"If you want your children to be intelligent, read them fairy tales. If you want them to be more intelligent, read them more fairy tales." Albert Einstein

09 June 2014

Big Fat Disaster


Fehlbaum, Beth. Big Fat Disaster. Merit Press, 2014.

Colby's the odd man out in her picture-perfect family. Her older sister has a full-ride scholarship to college, her little sister is the cookie-cutter image of her mother, and her father is running for a seat in the senate. But when it is discovered that her father stole money from his campaign to fund his relationship with another woman, Colby's life falls apart. Colby, her mother, and her younger sister have to move into a trailer behind her aunt's house, and Colby's habit of drowning her feelings with food spirals out of control. When some bullies use YouTube to humiliate Colby, she has to decide whether she will continue to be the "big fat disaster" her mom calls her.
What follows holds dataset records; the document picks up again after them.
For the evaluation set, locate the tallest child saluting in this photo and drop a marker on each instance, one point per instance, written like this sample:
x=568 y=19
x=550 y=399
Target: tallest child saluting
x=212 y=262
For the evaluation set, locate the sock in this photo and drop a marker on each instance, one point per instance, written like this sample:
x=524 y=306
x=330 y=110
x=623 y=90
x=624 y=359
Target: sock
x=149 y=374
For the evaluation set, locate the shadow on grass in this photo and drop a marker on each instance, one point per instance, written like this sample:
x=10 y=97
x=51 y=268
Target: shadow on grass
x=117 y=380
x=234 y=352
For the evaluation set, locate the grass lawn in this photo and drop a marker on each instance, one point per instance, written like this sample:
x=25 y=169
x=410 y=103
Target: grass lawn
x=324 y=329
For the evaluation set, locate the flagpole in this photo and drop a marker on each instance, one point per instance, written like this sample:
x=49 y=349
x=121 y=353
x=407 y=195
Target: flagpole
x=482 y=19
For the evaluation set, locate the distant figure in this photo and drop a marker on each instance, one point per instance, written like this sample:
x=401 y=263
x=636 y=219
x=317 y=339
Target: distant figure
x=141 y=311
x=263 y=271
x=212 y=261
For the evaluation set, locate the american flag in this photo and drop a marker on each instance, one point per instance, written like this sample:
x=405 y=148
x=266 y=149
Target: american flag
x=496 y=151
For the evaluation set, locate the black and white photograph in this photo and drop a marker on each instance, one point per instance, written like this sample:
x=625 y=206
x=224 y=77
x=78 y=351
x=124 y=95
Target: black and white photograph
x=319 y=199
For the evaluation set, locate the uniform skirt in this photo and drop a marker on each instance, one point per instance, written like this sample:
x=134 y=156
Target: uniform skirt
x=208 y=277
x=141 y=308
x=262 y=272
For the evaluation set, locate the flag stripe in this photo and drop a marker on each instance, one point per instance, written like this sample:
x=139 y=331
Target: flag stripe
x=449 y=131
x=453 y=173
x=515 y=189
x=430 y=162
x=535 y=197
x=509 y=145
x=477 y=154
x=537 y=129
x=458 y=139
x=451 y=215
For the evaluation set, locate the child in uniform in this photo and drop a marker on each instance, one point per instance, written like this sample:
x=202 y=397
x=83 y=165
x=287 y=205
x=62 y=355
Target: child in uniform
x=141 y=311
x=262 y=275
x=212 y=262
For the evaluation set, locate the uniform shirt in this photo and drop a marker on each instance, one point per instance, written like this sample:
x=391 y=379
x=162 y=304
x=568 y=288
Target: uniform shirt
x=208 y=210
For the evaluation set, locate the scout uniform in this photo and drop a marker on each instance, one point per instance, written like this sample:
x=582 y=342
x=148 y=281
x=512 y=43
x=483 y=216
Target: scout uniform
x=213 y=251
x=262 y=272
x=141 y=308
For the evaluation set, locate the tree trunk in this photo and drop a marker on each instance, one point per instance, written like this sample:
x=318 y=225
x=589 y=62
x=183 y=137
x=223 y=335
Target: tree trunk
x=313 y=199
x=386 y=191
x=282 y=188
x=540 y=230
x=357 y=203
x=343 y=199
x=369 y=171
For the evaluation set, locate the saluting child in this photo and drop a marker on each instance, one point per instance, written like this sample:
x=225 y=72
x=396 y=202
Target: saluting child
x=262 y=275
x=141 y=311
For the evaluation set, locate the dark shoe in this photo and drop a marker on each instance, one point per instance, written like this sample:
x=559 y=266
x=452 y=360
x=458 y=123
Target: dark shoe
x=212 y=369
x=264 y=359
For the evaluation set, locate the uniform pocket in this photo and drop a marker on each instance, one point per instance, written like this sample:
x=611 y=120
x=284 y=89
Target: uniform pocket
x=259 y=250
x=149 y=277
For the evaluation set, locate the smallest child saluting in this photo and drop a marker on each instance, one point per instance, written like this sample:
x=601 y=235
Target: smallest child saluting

Wow. This book has a lot of issues all in one place. First, Colby's dad's infidelity and misuse of money - an issue which sets the story in motion but soon fades into the background. Second, Colby's mother is a mess. She is very similar to the other abusive moms so popular in young adult literature these days: deluded and controlling and obliviously cruel. Then we have Colby's aunt and cousin. Some football players at Colby's new school raped a girl at a party the year before, and her cousin reported them. Everyone at his school hates him for telling on the boys, and he hates Colby and her family because of the way they treated him afterwards [those passages really made me want to scream since they so perfectly echo the rape culture we're living in]. Then there's Colby. She's overweight and becoming more so because of her binge eating, which she does to hide from all the trauma around her. And she's bullied. So everything that she's dealing with really is a "big, fat disaster."

The thing I most appreciated about this story is that at the end, when Colby decided to take charge of her life and face her problems, the book didn't resolve with Colby losing a ton of weight and being accepted by everyone. In the end, she's still overweight, her mother is still evil and self-centered, and her dad is still facing prison charges, but Colby is owning up to her mess and acknowledging that she needs help.

Recommended for: teens, tweens
Red Flags: Colby attempts suicide twice, there is talk of the girl being raped the year before (with lots of victim-blaming thrown in); one of Colby's friends is bulimic and vomits in the school bathroom after lunch; language (in both English and Spanish)
Overall Rating: 4/5 stars

I received a complimentary copy of this book through NetGalley for the purposes of review.